Points for contemplation and discussion: Forgiving and apologizing

  1. What does it mean to forgive someone? Must we condone someone’s action to forgive them? Must someone apologize to us for us to forgive them?
  2. Who benefits when we forgive? Who is harmed when we hold grudges?
  3. What does it mean to apologize to someone? Do we sometimes fear losing power or respect by apologizing? Is that necessarily the case?
  4. Must someone accept our apology for us to feel better? What can we think or do when someone doesn’t?


Reading: Open Heart, Clear Mind: II, 8-9

Reflecting on the kindness of others

  1. Thinking of people you know and people you don’t, of people you like and people you don’t, reflect that all of them want to be happy and to avoid pain with the same intensity that you do.
  2. Remember the benefits you’ve received from:
    • Friends: their support and gifts,
    • Strangers: the jobs that they’ve done and the benefits you’ve received from their efforts simply because we live in an interdependent society,
    • People you don’t get along with: they show us our buttons and what we need to work on; they give us the opportunity to develop patience in the confront of harm.

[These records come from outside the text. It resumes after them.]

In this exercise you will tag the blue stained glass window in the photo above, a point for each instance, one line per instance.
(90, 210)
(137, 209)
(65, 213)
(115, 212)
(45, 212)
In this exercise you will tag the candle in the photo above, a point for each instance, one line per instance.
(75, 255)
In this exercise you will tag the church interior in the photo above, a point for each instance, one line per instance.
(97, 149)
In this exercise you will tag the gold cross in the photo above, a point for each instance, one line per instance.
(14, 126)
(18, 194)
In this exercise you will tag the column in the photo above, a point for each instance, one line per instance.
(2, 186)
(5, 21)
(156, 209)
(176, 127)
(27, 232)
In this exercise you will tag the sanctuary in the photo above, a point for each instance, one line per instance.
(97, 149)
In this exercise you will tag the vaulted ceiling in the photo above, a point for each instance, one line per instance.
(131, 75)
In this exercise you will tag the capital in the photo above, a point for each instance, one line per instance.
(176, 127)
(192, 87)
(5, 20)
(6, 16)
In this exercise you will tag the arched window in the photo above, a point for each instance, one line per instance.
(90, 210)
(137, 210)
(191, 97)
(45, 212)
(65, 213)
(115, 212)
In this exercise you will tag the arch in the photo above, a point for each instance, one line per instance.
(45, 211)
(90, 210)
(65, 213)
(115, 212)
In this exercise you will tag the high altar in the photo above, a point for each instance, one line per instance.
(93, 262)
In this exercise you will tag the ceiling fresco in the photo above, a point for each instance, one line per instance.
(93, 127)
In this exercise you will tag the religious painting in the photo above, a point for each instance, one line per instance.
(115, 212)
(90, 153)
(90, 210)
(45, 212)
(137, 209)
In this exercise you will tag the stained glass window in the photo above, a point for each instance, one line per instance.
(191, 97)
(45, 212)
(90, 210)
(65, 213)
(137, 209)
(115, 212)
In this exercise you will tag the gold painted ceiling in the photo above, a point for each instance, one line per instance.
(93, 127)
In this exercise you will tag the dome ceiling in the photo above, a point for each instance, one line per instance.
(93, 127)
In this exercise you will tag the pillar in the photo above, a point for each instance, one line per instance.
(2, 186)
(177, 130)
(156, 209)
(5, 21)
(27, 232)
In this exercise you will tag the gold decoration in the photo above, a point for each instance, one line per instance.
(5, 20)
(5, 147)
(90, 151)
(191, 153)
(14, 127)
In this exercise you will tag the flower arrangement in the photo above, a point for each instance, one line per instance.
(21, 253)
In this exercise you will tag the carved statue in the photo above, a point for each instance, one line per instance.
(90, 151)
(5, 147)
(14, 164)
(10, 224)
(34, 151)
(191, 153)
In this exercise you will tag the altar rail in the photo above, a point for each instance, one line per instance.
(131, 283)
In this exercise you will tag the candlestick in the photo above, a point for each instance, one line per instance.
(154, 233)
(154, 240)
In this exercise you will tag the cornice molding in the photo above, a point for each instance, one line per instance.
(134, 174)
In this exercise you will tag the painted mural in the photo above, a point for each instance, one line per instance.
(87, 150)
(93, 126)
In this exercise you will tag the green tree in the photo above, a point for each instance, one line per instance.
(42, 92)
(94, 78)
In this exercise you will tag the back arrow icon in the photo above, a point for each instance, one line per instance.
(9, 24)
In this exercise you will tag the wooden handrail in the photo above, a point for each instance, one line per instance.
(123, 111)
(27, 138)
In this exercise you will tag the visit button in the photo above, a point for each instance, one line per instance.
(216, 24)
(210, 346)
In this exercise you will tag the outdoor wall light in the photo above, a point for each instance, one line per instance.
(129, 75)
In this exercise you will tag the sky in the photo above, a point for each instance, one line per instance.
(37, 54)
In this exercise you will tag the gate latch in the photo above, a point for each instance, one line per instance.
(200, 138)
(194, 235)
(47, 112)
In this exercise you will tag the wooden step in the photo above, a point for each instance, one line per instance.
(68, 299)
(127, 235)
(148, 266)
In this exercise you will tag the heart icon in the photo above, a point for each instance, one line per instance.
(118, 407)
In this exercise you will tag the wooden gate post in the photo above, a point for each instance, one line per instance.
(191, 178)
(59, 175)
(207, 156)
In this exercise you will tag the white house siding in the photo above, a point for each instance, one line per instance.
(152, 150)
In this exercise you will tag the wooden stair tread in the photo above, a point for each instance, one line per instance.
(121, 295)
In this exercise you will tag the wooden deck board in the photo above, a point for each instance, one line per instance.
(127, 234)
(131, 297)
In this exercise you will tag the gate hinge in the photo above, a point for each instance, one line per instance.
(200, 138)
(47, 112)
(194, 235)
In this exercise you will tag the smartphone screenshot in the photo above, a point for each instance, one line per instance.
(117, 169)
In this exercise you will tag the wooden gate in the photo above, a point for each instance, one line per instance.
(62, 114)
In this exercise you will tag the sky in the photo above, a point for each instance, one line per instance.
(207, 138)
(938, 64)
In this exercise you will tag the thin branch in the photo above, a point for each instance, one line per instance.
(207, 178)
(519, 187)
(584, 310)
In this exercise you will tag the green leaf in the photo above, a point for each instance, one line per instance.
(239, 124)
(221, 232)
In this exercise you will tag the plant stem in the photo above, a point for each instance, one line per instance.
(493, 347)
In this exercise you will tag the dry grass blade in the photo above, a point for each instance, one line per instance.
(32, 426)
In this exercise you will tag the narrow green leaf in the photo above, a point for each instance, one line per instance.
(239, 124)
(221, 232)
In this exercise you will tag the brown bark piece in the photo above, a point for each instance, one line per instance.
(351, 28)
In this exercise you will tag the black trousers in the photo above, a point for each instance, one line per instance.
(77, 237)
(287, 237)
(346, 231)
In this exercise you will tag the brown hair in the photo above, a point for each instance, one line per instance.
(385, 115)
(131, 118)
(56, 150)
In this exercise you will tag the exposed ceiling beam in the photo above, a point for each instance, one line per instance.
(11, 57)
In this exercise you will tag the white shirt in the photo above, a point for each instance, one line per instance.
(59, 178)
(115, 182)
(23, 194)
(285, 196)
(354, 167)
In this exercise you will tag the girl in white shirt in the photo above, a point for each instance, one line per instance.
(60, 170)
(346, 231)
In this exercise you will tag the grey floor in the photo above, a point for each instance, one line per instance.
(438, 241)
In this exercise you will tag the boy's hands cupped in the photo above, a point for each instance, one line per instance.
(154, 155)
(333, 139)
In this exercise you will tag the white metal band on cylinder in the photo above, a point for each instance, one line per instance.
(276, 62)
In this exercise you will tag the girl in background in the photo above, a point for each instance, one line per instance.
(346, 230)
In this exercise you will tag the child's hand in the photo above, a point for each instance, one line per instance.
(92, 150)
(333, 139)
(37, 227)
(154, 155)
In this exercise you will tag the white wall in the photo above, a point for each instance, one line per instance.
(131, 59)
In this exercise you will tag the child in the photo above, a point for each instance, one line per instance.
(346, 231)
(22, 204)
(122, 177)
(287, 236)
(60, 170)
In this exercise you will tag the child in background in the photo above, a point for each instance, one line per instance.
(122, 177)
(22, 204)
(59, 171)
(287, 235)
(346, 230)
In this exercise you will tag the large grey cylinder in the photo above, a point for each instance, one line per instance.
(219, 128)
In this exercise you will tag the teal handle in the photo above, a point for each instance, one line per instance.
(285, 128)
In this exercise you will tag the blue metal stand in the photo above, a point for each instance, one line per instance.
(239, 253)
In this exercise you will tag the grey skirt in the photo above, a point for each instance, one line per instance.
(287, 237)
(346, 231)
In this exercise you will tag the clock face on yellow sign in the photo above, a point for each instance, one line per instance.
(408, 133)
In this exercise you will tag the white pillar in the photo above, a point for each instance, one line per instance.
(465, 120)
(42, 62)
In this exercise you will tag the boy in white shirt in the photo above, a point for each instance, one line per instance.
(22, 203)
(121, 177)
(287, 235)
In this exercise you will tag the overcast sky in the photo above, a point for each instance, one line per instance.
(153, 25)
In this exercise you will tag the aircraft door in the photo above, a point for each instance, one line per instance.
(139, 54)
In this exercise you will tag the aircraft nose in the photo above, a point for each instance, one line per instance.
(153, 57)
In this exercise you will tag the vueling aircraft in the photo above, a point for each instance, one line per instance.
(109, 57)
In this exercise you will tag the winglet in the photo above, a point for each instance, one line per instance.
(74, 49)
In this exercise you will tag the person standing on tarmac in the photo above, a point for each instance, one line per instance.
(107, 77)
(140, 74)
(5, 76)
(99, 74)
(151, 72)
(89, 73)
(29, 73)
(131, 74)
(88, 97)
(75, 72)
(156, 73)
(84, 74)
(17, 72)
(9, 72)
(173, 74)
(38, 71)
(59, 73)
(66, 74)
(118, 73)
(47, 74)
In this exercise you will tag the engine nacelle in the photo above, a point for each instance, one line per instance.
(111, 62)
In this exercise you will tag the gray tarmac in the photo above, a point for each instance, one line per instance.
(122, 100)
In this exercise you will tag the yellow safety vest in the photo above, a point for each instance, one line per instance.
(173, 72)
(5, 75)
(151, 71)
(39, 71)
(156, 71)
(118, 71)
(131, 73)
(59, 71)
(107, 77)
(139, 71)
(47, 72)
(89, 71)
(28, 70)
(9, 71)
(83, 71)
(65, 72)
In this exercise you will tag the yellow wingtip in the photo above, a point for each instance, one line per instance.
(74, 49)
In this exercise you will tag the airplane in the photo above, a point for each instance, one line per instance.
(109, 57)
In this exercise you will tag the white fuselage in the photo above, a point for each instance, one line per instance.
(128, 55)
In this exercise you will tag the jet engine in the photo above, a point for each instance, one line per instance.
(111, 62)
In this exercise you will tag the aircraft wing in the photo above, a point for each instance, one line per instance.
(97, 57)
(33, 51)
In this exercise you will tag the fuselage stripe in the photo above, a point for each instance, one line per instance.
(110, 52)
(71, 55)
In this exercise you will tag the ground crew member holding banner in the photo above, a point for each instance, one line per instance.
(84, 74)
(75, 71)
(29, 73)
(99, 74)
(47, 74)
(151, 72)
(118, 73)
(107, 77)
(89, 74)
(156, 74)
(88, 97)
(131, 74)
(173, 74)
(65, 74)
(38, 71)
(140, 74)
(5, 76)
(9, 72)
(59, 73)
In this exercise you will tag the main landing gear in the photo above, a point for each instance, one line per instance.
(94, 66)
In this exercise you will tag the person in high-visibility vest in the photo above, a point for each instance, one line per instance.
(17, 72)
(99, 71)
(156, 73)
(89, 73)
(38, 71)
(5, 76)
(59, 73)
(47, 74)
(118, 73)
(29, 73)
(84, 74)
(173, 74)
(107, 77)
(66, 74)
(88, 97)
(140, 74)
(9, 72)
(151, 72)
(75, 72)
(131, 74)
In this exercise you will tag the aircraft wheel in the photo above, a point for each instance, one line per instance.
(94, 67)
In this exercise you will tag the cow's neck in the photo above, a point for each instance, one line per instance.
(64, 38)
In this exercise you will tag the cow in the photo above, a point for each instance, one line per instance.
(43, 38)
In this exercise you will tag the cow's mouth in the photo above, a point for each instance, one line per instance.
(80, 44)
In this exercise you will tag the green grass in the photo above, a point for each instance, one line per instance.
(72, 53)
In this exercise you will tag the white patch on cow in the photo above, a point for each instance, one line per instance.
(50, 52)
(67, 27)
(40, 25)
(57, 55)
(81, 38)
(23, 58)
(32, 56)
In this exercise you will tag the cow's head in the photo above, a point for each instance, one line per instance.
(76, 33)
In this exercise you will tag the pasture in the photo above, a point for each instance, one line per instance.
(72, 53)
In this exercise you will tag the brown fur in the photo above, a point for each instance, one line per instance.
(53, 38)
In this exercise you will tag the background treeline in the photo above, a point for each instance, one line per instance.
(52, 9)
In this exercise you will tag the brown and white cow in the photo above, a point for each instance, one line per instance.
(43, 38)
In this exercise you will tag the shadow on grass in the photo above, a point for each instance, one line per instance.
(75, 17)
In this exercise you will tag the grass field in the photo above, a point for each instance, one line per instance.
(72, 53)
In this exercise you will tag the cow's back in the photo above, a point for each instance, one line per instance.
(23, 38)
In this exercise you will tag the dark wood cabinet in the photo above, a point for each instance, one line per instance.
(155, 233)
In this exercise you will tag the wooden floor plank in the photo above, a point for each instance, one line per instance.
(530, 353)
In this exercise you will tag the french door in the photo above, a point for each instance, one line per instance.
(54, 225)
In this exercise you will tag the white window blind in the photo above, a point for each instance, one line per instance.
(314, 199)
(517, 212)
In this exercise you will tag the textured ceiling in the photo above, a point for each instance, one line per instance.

Disadvantages of self-centeredness and advantages of cherishing others

  1. How do we feel and act when we’re self-centered? Do we act hypocritically or ignore our ethical principles?
  2. Does acting out our self-centeredness bring the happiness we’re seeking? Does it contribute to creating a harmonious family or society in which we wish to live?
  3. How do we feel when others care for us? How would they feel when we care for them?
  4. How do we feel about ourselves when our heart is open to others?
  5. When we act with a heart that genuinely cares for others, how does it enhance our own and others’ happiness, now and in the future?

Points for contemplation and discussion

  1. Do you ever feel guilty for not caring for others or obliged to care for them? What attitudes underlie that? Is it really caring for others if you help out of obligation, fear or attachment? How else can you look at the situation so that those attitudes don’t arise?
  2. What does it really mean to help someone? Does it mean doing everything they want? What if they want something harmful?